The three goals of V(D)J contig annotation are to 1) define the alignments of V, D, and J segments to a contig, 2) identify CDR3 sequences, and 3) from these data determine if a contig is productive, meaning that it is likely to correspond to a functional T or B cell receptor.
Cell Ranger first determines if the data are TCR or BCR. Then it aligns all contigs to the corresponding (TCR or BCR) reference sequences. Occasionally, contigs are aligned to both references. Alignment is seeded on 12-mer perfect matches, followed by heuristic extension. Cell Ranger also searches backwards from C segment alignments for J segment alignments that do not have 12-mer perfect matches, as these will arise occasionally from somatic hypermutation.
The choice of V(D)J reference sequences in an alignment can be arbitrary, depending on how similar the reference sequences are to each other. For D segments, which are short and highly mutated, it may not be possible to find a confident alignment.
A contig is termed productive if the following conditions are met:
- Full length requirement. The contig matches the initial part of a V gene. The contig continues on, ultimately matching the terminal part of a J gene.

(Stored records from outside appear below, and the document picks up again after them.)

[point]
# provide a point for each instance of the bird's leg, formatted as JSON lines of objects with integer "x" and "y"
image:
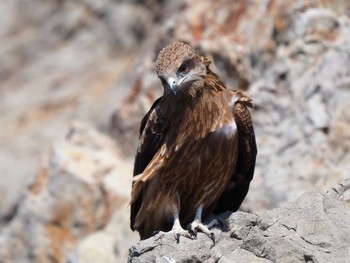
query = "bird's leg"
{"x": 198, "y": 225}
{"x": 178, "y": 230}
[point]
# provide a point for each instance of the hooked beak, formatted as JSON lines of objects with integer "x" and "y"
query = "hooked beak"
{"x": 172, "y": 84}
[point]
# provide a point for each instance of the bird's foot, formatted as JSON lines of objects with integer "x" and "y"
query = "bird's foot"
{"x": 179, "y": 231}
{"x": 198, "y": 225}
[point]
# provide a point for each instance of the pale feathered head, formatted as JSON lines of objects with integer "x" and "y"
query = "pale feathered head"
{"x": 179, "y": 67}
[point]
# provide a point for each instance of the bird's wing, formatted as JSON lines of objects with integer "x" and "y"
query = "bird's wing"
{"x": 234, "y": 194}
{"x": 152, "y": 133}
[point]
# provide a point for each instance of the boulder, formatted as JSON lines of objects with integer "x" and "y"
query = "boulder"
{"x": 313, "y": 228}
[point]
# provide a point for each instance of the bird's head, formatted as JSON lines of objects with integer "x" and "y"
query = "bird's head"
{"x": 180, "y": 69}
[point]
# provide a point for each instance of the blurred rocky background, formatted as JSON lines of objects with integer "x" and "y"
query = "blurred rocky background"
{"x": 77, "y": 76}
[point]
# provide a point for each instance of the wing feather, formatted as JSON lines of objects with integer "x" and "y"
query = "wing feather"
{"x": 234, "y": 194}
{"x": 152, "y": 133}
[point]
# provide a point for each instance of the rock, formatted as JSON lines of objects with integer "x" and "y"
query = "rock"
{"x": 313, "y": 228}
{"x": 75, "y": 194}
{"x": 295, "y": 64}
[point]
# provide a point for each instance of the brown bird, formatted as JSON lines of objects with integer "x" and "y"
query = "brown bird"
{"x": 197, "y": 148}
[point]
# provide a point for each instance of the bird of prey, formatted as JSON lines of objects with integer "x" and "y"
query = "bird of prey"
{"x": 197, "y": 150}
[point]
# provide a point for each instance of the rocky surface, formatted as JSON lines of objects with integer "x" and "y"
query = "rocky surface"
{"x": 76, "y": 193}
{"x": 93, "y": 61}
{"x": 311, "y": 229}
{"x": 294, "y": 59}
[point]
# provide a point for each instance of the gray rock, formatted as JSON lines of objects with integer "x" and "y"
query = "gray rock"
{"x": 314, "y": 228}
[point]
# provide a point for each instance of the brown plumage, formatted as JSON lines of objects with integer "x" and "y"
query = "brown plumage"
{"x": 197, "y": 148}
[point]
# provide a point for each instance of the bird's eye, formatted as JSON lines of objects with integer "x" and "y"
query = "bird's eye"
{"x": 183, "y": 69}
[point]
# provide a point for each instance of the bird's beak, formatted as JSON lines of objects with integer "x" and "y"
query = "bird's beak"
{"x": 172, "y": 84}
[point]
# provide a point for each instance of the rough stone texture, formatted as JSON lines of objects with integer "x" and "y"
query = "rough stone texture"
{"x": 293, "y": 58}
{"x": 314, "y": 228}
{"x": 86, "y": 60}
{"x": 75, "y": 194}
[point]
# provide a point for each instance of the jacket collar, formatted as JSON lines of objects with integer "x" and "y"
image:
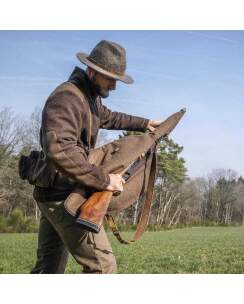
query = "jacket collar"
{"x": 79, "y": 78}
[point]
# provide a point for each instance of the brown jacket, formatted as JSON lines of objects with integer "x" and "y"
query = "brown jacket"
{"x": 71, "y": 120}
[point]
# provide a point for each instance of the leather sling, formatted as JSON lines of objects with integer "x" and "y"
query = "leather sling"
{"x": 142, "y": 224}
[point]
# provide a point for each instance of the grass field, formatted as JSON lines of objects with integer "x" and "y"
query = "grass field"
{"x": 189, "y": 250}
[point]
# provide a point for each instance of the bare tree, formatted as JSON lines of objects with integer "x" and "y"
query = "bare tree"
{"x": 11, "y": 128}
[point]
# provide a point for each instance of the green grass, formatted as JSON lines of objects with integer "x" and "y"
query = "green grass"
{"x": 189, "y": 250}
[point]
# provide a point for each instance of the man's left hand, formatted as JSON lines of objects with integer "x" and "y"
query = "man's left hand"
{"x": 153, "y": 124}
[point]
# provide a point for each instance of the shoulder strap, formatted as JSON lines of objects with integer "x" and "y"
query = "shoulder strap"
{"x": 145, "y": 212}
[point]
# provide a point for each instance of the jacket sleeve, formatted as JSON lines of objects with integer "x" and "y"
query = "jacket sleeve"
{"x": 62, "y": 120}
{"x": 121, "y": 121}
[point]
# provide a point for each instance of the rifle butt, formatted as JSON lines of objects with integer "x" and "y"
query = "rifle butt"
{"x": 92, "y": 212}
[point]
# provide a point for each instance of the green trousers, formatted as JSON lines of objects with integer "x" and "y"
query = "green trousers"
{"x": 60, "y": 235}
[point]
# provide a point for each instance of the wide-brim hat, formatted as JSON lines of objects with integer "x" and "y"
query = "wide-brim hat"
{"x": 107, "y": 58}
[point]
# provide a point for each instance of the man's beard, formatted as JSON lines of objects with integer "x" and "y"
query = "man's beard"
{"x": 97, "y": 89}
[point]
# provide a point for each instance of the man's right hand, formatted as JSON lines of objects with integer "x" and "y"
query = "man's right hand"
{"x": 116, "y": 182}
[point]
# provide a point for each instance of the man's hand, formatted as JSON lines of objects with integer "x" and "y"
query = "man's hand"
{"x": 153, "y": 124}
{"x": 116, "y": 182}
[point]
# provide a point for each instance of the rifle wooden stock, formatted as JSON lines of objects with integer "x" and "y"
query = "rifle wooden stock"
{"x": 93, "y": 211}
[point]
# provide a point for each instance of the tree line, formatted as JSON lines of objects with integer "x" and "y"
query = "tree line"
{"x": 179, "y": 200}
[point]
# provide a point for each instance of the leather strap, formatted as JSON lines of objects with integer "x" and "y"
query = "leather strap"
{"x": 142, "y": 224}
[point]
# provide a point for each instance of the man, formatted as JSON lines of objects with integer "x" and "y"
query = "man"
{"x": 71, "y": 119}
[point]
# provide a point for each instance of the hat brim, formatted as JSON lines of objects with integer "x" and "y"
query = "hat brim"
{"x": 84, "y": 59}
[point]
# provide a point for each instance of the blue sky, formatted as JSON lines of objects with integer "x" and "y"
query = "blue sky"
{"x": 200, "y": 70}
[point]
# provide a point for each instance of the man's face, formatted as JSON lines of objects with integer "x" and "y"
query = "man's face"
{"x": 103, "y": 84}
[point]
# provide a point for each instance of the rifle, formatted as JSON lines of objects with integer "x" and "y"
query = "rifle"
{"x": 93, "y": 211}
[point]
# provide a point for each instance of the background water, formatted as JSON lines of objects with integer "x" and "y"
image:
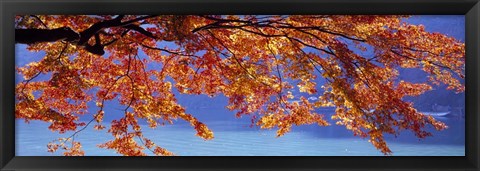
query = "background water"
{"x": 234, "y": 137}
{"x": 237, "y": 138}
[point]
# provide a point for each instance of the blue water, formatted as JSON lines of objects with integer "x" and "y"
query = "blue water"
{"x": 236, "y": 138}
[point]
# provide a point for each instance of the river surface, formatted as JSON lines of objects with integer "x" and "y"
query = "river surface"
{"x": 235, "y": 138}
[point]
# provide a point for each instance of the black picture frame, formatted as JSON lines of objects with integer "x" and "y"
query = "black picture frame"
{"x": 10, "y": 8}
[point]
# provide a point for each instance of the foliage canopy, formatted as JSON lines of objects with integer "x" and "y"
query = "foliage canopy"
{"x": 252, "y": 60}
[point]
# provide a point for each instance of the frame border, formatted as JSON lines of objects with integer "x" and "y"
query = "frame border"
{"x": 10, "y": 8}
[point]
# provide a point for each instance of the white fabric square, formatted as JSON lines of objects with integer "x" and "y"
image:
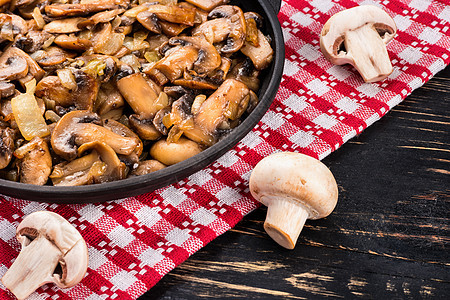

- Start requirement. The initial part of the V matches a start codon on the contig. Note that in the human and mouse reference sequences supplied by 10x Genomics, every V segment begins with a start codon.
- Nonstop requirement. There is no stop codon between the V start and the J stop.
- In-frame requirement. The J stop minus the V start equals one mod three. This just says that the codons on the V and J segments are in frame.
- CDR3 requirement. There is an annotated CDR3 sequence (see below).
- Structure requirement. Let VJ denote the sum of the lengths of the V and J segments. Let len denote the J stop minus the V start, measured on the contig. Then VJ - len lies between -25 and +25, except for IGH, which must be between -55 and +25. This condition is imposed to preclude anomalous structure changes that are unlikely to correspond to functional proteins.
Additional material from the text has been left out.